Well, folks, the news is in: I’m not messy; I’m just different, er creative. And I have the science to prove it.
A recent study published in Psychological Science and promoted, among other places, in the New York Times confirms that I’m simply a product of my environment, which apparently is comprised primarily of “safely ignorable stuff.”
You can read more about the analysis here via News.Mic, but for the purposes of this discussion, I’ll go ahead and submit what I like to call Exhibit A below. Feel free to share yours in the comments if you’re so inclined and/or feel it would be either therapeutic or cathartic in any way. Creatives don’t judge!

Yep, this is where the magic happens. Probably fitting that half the lights running the desk’s perimeter are non-functional (notice I didn’t say burnt out!) At least the one at my branch office is cleaner. Never mind it’s my husband’s.

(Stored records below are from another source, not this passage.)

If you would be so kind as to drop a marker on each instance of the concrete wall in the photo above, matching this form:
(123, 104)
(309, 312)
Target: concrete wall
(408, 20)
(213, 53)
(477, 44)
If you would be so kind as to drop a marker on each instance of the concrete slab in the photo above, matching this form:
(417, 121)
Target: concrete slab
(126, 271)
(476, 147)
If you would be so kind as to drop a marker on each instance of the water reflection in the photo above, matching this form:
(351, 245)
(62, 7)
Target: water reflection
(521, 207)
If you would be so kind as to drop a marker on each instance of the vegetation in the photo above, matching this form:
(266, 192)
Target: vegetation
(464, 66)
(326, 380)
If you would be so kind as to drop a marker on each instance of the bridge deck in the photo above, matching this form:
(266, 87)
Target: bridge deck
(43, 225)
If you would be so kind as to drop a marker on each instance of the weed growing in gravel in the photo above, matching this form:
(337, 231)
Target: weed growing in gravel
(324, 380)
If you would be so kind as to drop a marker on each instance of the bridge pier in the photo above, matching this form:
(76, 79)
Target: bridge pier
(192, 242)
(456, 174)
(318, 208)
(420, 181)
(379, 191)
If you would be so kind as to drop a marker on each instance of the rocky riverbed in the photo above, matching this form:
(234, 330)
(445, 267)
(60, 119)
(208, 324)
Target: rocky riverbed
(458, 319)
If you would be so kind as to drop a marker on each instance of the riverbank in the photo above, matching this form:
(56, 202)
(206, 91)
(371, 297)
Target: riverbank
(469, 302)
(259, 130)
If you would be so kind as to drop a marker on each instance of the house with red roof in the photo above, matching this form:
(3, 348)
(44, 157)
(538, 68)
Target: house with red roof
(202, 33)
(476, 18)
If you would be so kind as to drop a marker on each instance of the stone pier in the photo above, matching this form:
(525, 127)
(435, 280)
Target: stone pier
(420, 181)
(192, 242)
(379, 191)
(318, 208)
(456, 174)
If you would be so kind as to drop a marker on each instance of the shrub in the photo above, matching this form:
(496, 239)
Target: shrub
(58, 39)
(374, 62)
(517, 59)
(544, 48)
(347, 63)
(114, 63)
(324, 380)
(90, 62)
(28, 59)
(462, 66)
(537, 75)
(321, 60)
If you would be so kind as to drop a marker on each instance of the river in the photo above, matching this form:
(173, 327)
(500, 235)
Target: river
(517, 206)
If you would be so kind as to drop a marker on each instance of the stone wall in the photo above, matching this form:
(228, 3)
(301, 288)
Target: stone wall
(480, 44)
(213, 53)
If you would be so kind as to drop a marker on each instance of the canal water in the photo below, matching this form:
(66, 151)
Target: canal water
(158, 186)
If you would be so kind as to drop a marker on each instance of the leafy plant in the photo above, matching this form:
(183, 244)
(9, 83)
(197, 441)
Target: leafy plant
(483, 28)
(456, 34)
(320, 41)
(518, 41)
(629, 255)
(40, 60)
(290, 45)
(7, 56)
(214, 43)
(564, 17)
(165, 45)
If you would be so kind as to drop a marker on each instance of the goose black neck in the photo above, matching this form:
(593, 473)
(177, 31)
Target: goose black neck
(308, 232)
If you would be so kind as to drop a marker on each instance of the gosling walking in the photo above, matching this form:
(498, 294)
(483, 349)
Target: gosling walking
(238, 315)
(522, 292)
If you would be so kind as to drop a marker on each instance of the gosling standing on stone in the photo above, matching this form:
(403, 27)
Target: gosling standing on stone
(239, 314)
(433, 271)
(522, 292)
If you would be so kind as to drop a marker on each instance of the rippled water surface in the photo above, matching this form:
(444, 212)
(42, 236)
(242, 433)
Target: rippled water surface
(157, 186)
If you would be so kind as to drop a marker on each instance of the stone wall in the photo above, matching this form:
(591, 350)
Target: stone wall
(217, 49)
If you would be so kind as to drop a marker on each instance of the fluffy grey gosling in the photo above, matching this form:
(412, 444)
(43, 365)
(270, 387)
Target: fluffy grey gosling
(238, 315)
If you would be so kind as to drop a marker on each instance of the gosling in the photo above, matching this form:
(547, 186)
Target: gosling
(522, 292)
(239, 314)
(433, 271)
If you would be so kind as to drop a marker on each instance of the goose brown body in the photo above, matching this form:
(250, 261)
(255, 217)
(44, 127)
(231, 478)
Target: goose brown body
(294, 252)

Admittedly, my mother would understand if not be proud, especially when I confess that I’m likely the messiest (scratch that — most creative!) among my College of Science Dean’s Office brethren. But when it comes to faculty, I’m certainly in good company.
And let’s not even talk about what lies beneath. Or my electronic inbox.
For that matter, why stop at desks? I mean, science is all about extrapolation, as Elite Daily does here. I bet there’s hope for my entire house (flat surfaces being just the tip of the creative iceberg) and my kids!